Art Knaps at 40th and King George boulevard has a rock supply on the west side.

take some vinegar with you and don't buy any rock the vinegar fizzes on.


----------



## SeaHorse_Fanatic (Apr 22, 2010)

I think April also has a really nice selection of aquarium-safe rocks in her store right now.


----------



## aprilsaquarium (Aug 22, 2016)

I do. I have Ada and my rocks









Sent from my iPhone using Tapatalk


----------



## joeyk (May 30, 2016)

Thanks for the help, guys! Went to Northwest Landscape and picked up 100 LBS of Feather Rock. Can't wait to see how it looks in my tanks!


----------



## Reckon (Jul 25, 2012)

I can't seem to find golfball sized (and also flatter shaped) black lava rock east of Coquitlam. I've checked almost every landscape place between Coquitlam and Chilliwack. All other alternative variations pebble sized, larger red rocks, etc seem to be available at some of these places though. Anybody seen where black golfball sized lava rock can be purchased?


----------



## joeyk (May 30, 2016)

Reckon said:


> I can't seem to find golfball sized (and also flatter shaped) black lava rock east of Coquitlam. I've checked almost every landscape place between Coquitlam and Chilliwack. All other alternative variations pebble sized, larger red rocks, etc seem to be available at some of these places though. Anybody seen where black golfball sized lava rock can be purchased?

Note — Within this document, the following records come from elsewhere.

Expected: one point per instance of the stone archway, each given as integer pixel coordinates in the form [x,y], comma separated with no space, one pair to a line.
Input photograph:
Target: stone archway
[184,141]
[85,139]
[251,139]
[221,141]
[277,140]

You may have better luck buying larger chunks and cutting/breaking it into smaller pieces


----------



## Reckon (Jul 25, 2012)

Havent been able to locate bigger black lava rocks


----------



## aprilsaquarium (Aug 22, 2016)

Have t seen any. Closest is the Koke . 
But a new supplier will be bringing rocks in soon. Not sure about black lava


Sent from my iPhone using Tapatalk


----------



## Kyuss420 (Nov 20, 2014)

I go to local places and just grab ones I like.


----------



## troutsniffer (Dec 10, 2015)

I get mine outside, I have good access to rocks being in chilliwack. Of course it's not the greatest rocks, but paying money for rocks is something I won't do.

Edit: because I'm cheap, no other reason lol


----------